Available light – of course, that means “any light that’s available.” The emphasis of this workshop in Santa Fe with Joe McNally is on keeping it simple and direct, and using light that is available on location to create storytelling portraiture. That does not mean flash or constant light sources are not allowed. If participants have small portable light kits they wish to bring along and create with, that works. The whole point of the week is a conversation with and about light, and using light to eloquently render effective, true portraits. Light is our language, as photographers, and when we use it with clarity and simplicity, the subject, not the technique, rightly comes to the forefront.
We work on location, using outdoor light or window light, and augmenting that light with easy to use, portable tools such as fill boards, scrims, and reflectors. There are assignments and image reviews throughout the week, along with illustrated lectures showing the management of light from large to small, from huge sets to simple portrait sessions. While on location, Joe does a “wander” with the class in search of quality of light and appropriate environments for location portraiture. That process of scouting, or “location assessment” is one of the most crucial aspects of a day in the field and can dictate success or failure on any given assignment.

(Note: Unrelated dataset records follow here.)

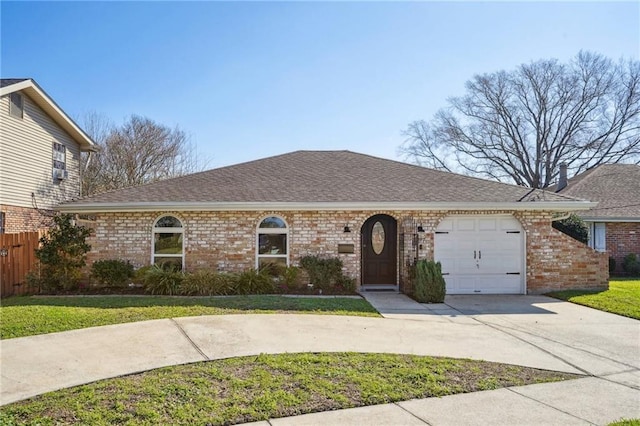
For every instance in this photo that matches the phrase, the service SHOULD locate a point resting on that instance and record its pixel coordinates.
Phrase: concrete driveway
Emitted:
(533, 331)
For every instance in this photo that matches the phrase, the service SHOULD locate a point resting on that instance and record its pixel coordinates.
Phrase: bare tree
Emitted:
(99, 127)
(139, 151)
(518, 126)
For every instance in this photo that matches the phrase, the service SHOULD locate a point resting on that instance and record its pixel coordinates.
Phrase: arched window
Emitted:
(272, 245)
(168, 243)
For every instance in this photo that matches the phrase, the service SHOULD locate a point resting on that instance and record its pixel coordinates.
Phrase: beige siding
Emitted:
(26, 158)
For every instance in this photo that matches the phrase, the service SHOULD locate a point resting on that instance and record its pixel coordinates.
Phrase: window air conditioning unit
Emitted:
(59, 174)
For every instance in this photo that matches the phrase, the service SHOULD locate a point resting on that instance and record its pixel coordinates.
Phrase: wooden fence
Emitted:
(17, 258)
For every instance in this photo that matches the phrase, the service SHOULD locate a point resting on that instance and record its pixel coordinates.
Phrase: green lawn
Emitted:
(238, 390)
(26, 316)
(622, 298)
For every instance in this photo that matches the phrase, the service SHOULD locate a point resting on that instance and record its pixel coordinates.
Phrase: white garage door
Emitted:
(481, 254)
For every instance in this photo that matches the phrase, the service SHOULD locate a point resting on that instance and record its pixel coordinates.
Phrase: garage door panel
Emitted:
(487, 225)
(460, 284)
(498, 245)
(498, 284)
(465, 225)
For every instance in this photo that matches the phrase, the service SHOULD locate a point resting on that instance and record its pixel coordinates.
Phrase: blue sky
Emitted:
(248, 80)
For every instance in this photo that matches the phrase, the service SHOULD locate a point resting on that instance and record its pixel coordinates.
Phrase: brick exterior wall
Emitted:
(622, 238)
(226, 241)
(22, 219)
(556, 261)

A special gallery visit to the Monroe Gallery, one of the foremost galleries representing historically important photojournalism in the United States, is also scheduled.
Light, and how we recognize it, use it, push it, tweak it, and tell stories with it, is the theme of the week.
Working knowledge of digital workflow and manual mode on your digital SLR or mirrorless camera. Participants must be able to download, select, and transfer images to their own jump drive for class each day.
Joe McNally is an internationally acclaimed, award-winning photographer and filmmaker whose prolific career includes assignments in 70 countries. McNally won the first Alfred Eisenstaedt Award for Journalistic Impact for a LIFE coverage titled, “The Panorama of War.” McNally has been honored numerous times by Communication Arts, PDN, Graphis, American Photo, POY, and The World Press Photo Foundation. McNally is masterful at lighting and is known for his large-scale production work, in addition to his vast storytelling experience which stems from assignment work for legendary publications such as LIFE and National Geographic. His work is regularly cited in social media surveys as sources of inspiration and industry leadership.